The Mudcat Café TM
Thread #160700   Message #3812935
Posted By: Teribus
05-Oct-16 - 01:47 PM
Thread Name: Soldiers songs calling officers
Subject: RE: Soldiers songs calling officers
I think somewhere on the thread about Audi drivers Charmion you talked about your old Sergeant and your old Corporal teaching you how to drive. So I take it that you unlike most posting here did actually do some time in the military.

That being the case how true to the above was the behaviour of the Officers and NCO's you served under? Your Officers and NCO's were taught by and maintained the traditions by those who went before them, who in turn had been taught by those who had gone before them.

The song is a bit of a humorous dig nothing more, your Canadian version is no more but a bit of the same with the net cast wider.

If you want to take it literally as a condemnation of the leadership then Charmion are you really trying to tell us that out of every rank in the Canadian Army it was only the Corporals that did the fighting and the dying?

In the British version you quote - who is it that constitutes the Battalion? All ranks, officers, NCO and men isn't it?

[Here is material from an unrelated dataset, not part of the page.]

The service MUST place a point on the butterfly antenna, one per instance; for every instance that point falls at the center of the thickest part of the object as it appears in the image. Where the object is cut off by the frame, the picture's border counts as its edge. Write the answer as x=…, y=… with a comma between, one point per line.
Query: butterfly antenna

Nothing more than Forces "Black Humour" describing life in the trenches that are not under attack - note that "trenches" plural - there again like most contributing to this thread you have probably no idea of what that means, how they were organised, or manned during the months when absolutely nothing was happening. British troops did 1 week in the front line out of every 3 months deployed under normal circumstances.

However the best indication of how dismissive the British soldier was of the officers who commanded them is the fact that out of every 1914 combatant power by November 1918 the British, Commonwealth and Empire Armies were the only armed force that had not mutinied.

Best example of British Army "Black Humour" can be found in the pages of the "Wipers Times" Tommy's Front Line Newspaper - a publication that the High Command had they wanted to, or had ever seen the need to, could have ordered it shut down, but they didn't, they fully recognised it for what it was and also recognised it as being excellent for morale. Care to share the name of the equivalent French and German Trench Newspapers?